Boosted Memory and Improved Brain Bioavailability of Rivastigmine: Targeting Effort to the Brain Using Covalently Tethered Lower Generation PAMAM Dendrimers with Lactoferrin.

Currently, there is no treatment strategy which can reverse the process of neuro-degeneration in progression of Alzheimer's disease (AD). Practically, it is desired to achieve and maintain high therapeutic doses in the brain, but it is hard due to selective permeability of the blood-brain barrier (BBB). In the present study, lactoferrin (Lf) was conjugated to polyamidoamine generation 3.0 (PAMAM G3.0) dendrimers for the effective delivery of rivastigmine (RIV) to the brain. Conjugation of PAMAM G3.0 with lactoferrin was confirmed by FT-IR, 1 H NMR, and 2D-NMR spectroscopy as well as AFM techniques. Further, RIV was loaded into PAMAM G3.0 and PAMAM-Lf conjugates. RP-HPLC was used to quantify the drug loading and release as well. Spectroscopic analysis confirmed PAMAM-Lf conjugation, the size of the conjugate was 100.04 ± 3.1 nm, and after RIV loading, the size was increased up to 216.13 ± 2.3 nm. Atomic force microscopic results revealed that the root-mean-square roughness ( Rq ) and surface roughness ( Ra ) were 6.31 and 5.27 nm, respectively, along with other parameters, Skewness and Kurtosis, which were 0.522 and 2.50, respectively. In vitro drug release from the PAMAM-Lf-RIV conjugate was sustained up to more than 100 h, and that of naive RIV was quite rapid (approxmately 99% release was observed in 8 h). Ex vivo hemotoxicity of the PAMAM-Lf-RIV conjugate was almost 9.8-fold lesser than the PAMAM G3.0 ( p < 0.0001), 7.77 times that of PAMAM-enc-RIV and 5 times that of naïve RIV ( p < 0.0001), respectively. The in vivo targeting potency of the conjugate was investigated in a rat model. Bioavailability of the RIV was enhanced 7.87 times compared to RIV along with improved pharmacokinetic parameters.
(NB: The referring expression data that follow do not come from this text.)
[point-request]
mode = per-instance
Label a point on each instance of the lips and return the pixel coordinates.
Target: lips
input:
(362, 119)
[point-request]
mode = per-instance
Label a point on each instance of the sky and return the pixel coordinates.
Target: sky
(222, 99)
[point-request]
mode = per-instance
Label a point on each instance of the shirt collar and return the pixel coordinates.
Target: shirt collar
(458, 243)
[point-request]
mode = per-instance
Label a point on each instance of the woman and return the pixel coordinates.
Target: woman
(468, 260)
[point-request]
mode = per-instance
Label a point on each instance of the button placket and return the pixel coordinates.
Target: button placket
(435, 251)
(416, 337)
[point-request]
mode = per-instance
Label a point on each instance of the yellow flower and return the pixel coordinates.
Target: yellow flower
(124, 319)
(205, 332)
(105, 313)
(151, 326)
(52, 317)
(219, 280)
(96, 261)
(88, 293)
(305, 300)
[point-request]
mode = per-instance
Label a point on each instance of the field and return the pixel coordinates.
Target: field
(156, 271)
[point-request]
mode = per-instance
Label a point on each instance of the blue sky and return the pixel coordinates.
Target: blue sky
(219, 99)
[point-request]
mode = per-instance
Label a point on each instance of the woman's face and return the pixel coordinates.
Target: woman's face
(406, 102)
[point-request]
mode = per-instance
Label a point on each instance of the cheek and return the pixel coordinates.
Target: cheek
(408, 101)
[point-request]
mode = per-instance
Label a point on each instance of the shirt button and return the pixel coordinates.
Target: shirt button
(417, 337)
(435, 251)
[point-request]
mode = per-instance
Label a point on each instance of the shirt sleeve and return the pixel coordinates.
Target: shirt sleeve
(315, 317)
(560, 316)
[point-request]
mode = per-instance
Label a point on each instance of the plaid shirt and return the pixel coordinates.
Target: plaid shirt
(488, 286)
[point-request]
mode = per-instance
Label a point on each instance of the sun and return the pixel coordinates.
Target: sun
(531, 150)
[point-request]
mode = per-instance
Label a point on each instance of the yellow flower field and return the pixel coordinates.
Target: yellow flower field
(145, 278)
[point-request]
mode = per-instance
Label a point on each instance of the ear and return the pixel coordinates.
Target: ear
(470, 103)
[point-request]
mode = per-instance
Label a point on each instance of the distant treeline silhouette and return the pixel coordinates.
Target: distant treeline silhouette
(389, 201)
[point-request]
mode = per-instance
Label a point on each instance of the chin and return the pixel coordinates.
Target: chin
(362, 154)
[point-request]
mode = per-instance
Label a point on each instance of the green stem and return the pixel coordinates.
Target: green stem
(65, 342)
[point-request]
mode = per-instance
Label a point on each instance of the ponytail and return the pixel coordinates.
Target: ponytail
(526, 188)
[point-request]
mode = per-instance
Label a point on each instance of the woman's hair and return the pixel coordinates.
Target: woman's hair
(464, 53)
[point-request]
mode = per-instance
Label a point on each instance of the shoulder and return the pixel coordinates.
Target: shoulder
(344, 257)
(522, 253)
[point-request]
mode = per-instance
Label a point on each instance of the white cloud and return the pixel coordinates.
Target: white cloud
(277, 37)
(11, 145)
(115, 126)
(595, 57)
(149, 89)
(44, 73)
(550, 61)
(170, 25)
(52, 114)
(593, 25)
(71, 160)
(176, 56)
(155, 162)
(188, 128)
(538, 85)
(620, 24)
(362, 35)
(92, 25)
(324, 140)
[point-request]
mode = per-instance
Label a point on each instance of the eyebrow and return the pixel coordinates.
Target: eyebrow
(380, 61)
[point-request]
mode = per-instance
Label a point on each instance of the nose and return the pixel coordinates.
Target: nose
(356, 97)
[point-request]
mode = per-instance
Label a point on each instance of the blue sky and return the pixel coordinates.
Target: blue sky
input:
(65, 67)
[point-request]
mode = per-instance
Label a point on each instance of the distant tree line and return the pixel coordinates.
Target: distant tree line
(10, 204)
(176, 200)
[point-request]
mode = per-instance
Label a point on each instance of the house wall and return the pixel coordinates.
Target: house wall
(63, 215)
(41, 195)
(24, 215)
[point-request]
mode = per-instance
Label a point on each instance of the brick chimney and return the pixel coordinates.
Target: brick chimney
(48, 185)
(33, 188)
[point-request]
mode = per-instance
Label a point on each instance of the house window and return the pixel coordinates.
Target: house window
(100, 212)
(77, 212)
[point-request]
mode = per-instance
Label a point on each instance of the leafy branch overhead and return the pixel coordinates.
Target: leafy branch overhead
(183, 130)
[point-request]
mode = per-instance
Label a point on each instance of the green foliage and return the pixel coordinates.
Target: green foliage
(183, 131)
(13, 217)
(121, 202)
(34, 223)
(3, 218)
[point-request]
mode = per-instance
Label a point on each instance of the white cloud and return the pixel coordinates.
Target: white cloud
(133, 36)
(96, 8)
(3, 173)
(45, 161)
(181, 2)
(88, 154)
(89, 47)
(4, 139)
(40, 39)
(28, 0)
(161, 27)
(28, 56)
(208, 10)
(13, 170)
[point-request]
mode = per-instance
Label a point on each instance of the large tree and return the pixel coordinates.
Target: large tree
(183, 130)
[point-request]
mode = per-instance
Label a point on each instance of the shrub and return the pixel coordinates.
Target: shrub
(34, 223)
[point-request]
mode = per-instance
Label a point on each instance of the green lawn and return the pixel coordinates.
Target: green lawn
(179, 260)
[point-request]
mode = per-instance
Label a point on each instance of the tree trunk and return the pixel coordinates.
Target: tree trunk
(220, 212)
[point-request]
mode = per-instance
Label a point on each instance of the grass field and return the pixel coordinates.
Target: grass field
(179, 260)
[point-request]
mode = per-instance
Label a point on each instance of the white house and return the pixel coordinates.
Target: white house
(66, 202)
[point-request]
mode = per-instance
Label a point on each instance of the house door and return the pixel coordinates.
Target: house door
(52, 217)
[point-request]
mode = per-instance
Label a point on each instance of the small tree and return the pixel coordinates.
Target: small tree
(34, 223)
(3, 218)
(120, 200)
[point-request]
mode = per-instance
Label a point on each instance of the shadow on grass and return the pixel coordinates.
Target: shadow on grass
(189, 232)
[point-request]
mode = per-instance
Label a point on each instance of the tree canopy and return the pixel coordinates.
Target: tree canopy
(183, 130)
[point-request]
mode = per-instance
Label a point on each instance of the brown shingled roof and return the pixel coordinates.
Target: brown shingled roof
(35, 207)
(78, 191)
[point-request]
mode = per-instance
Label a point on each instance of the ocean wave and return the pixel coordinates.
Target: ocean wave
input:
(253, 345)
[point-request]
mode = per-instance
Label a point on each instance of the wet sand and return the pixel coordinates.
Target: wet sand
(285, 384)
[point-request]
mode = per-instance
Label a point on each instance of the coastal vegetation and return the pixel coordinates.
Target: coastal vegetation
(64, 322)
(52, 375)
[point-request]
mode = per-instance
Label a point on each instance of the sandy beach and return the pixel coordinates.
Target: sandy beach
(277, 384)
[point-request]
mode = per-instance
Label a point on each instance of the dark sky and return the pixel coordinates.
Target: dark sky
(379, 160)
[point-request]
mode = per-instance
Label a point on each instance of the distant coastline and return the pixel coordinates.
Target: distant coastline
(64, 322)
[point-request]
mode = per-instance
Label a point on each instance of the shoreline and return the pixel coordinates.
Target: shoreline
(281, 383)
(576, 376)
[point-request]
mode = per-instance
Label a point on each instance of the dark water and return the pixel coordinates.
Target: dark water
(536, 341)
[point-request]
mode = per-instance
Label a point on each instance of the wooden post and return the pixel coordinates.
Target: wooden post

Brain uptake of the drug was improved when treated with PAMAM-Lf-RIV over the RIV and PAMAM-enc-RIV, almost 8 and 4.2 times, respectively, after 4 h of the administration. Additionally, the behavioral studies revealed that PAMAM-Lf-RIV significantly enhanced the overall locomotor activity with higher ambulations over the pure drug and PAMAM-enc-RIV formulation. The outcome of the novel object recognition test was an indirect evidence of memory improvement. Conclusively, the development and characterization of PAMAM-Lf-RIV resulted in improved brain uptake and brain bioavailability with boosted memory, which can be beneficial in the treatment of Alzheimer's.